In comparing Jon Wolfman’s take on the Catholic Church’s responsibility for its child-molesting clergy
Amy looks at some rabbis who have done awful things and asks:
“Why don't the actions of these...men become the responsibility of members of the Jewish religion?”
She asks something analogous about Muslim responsibility for terrorism in Islam’s name.
Let me start out by saying that this is an answer to her question. It is not an argument.
I think that people who rape children should be charged, tried, and if convicted, encarcerated. This has absolutely nothing to do with whether or not they’re clergy in any religion. Child rape is child rape. It is a civil concern regardless of whether it is a religious concern. I think that the Church is beside the point except to the extent that they shelter rapists, which I think they have no business doing, legally or otherwise. I had hope for Pope Francis but his greater concern for mercy toward rapists than toward their child victims is nothing short of disgusting. Being clergy should mean meeting greater expectations, not lesser.
Regarding Islam and Judaism: The major difference between those two religions and Catholicism is that Catholicism is centralized. There are no religion-wide central authorities in Judaism or Islam. In terms of the kind of condemnation you’re talking about, some of it has happened. A few years ago in the aftermath of an enormous Sunni convention in I think India, I mean over a million people, close to 70,000 Muslim clergy issued a joint fatwa against terrorists who perpetrated terrorism in the name of Islam. (It’s a while ago and I may have some details wrong, but this should be close.) If you look to the Sufis, Imam Rauf, head of the Ground Zero Mosque congregation, is virulently anti-terrorist on religious grounds.
There are some countries with Chief Rabbis, though how that functions differs. That absolutely would be pointless in the United States. There is one in Britain, I suspect predating Judaism getting as sectarian as it’s gotten within the past century or so. That doesn’t mean that rabbi has functional authority over all congregations. It depends on denomination.
In Israel, the situation is different because the government gives some rabbis authority over things like marriage law. Because Israelis tend to bifurcate into non-religious secular Jews who think the only Judaism as a religion that makes sense is going all the way with it and religious Orthodox Jews, Orthodox religious influence/power is barely tempered by more liberal denominations like it is in the United States. The liberal denominations are working to get a foothold and the Reform movement in particular is making gains but the gains are pretty tiny compared to the status quo. This has meant that the Orthodox have essentially tried to outdo each other in observance, doing crap like ultra-Orthodox men refusing to be seated next to women on airlines. With no limits and with the secular Jews giving them a free hand, the religious leadership just gets more and more draconian, resembling a Jewish Taliban more and more.

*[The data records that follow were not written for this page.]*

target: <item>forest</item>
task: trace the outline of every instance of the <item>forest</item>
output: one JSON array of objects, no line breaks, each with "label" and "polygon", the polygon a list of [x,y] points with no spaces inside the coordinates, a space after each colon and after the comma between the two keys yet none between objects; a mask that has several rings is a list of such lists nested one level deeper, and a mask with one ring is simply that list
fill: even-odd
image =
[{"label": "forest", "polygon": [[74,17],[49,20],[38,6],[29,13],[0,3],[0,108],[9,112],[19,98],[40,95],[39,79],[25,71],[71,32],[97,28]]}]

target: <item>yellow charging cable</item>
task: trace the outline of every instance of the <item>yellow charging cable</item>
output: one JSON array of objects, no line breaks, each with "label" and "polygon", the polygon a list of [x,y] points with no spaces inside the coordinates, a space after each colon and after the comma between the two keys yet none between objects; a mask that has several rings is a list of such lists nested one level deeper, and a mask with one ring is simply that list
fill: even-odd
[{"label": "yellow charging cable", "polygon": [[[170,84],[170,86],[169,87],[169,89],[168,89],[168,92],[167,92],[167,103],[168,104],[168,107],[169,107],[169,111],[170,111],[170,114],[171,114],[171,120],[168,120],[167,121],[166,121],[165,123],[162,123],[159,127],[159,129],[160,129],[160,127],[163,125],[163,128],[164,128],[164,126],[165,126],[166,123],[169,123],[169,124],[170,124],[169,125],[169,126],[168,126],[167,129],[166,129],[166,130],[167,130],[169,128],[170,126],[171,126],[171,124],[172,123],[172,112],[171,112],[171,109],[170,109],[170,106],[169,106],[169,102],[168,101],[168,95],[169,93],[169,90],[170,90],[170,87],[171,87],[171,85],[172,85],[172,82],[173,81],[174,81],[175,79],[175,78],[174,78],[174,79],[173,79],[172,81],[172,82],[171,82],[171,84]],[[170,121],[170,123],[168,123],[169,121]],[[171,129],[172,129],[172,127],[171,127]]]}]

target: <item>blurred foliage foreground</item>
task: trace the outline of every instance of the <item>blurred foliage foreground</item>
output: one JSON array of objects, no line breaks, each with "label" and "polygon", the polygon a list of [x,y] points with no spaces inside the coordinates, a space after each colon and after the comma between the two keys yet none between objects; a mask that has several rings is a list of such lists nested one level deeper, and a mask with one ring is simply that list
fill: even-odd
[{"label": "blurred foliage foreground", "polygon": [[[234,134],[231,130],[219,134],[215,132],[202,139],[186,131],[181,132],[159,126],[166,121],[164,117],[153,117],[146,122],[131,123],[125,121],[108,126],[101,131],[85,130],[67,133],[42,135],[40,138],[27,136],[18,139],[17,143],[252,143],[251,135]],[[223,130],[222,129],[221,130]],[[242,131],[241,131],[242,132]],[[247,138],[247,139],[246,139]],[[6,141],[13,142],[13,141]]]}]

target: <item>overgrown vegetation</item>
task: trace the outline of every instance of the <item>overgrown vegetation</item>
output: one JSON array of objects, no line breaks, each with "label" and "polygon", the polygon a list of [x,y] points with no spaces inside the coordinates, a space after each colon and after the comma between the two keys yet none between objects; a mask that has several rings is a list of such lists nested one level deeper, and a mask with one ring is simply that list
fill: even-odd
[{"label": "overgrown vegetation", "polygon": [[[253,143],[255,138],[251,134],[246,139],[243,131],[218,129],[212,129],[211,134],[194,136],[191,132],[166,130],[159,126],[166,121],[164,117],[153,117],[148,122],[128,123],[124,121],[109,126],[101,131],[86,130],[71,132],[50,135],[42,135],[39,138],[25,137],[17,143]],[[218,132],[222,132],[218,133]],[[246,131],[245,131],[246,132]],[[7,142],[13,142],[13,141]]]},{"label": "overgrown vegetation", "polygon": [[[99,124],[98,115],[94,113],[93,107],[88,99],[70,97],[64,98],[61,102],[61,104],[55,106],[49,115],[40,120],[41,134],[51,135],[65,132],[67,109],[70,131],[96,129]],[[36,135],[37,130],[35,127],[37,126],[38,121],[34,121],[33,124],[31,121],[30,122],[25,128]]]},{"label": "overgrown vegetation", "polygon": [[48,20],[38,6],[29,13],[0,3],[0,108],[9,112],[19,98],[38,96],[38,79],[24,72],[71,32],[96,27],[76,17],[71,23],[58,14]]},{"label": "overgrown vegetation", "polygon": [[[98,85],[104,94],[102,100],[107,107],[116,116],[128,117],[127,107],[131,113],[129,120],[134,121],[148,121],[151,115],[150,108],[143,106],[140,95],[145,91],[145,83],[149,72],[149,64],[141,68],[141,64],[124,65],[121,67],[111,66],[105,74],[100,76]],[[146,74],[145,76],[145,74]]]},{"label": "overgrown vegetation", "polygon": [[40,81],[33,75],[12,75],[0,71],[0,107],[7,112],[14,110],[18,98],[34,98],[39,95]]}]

The Orthodox do not respect the less observant denominations. They recognize a lot of their members as Jews - not typically the converts because they only recognize their own conversions - but they don’t regard liberal Judaism as real Judaism because it isn’t based on strictly following scriptural law. This means Reform, Conservative, and Reconstructionist rabbis have next to no influence among the Orthodox on religious matters, and the “next to” is being kind.
They would tell you that they are practicing Judaism and I am not. It would surprise them to know that in key respects I think I am practicing Judaism and they are not, though they would not respect my opinion because of me as its source. It’s not that I don’t respect their observance, it’s that I don’t respect what principles they violate on their way to observing the details of religious law, and that emphatically includes a lot of what they’ve done to Israeli policy. The key sages who synopsize what Torah says primarily talk about compassion, which we’re generally better about than they are. The one thing mentioned in the Torah (by far the most sacred Jewish writing) more times than anything else is how we’re supposed to treat the stranger. You can see what they do with that. And yes, this is a violation of religious law, though they wouldn’t interpret it that way - I’m afraid out of convenience, the same way American televangelists utterly ignore Jesus’ priorities and values.
We don’t tend to have religious arguments with them because secular Israelis would side with them and we’d get nowhere, meaning we wouldn’t be seen as having the religious authority to make those calls. What the Reform movement does in Israel is use the legal system, particularly on issues like discrimination against minorities (within the country itself). That’s been more successful than we originally thought it would be but not successful in key areas.
So, to answer the question in general terms, the liberal Jewish movements get involved politically for religious reasons but don’t typically couch our case in religious terms because, given the current political circumstances, that would do more harm than good. Liberal Judaism will need a bigger presence in Israel before we can get away with that. As far as pressure from the American Jewish community, at this point Netanyahu is mainly ignoring the American liberal Jewish community in favor of the unquestioning support he gets from the Christian Right. Relations between American Judaism and the Israeli government are worse than they’ve ever been, though some of the reasons for that are internal and have to do with a lack of Israeli legal respect for liberal Jews.
I hope this helps in terms of how the other religions react to what. This is an overview and doesn’t address every issue.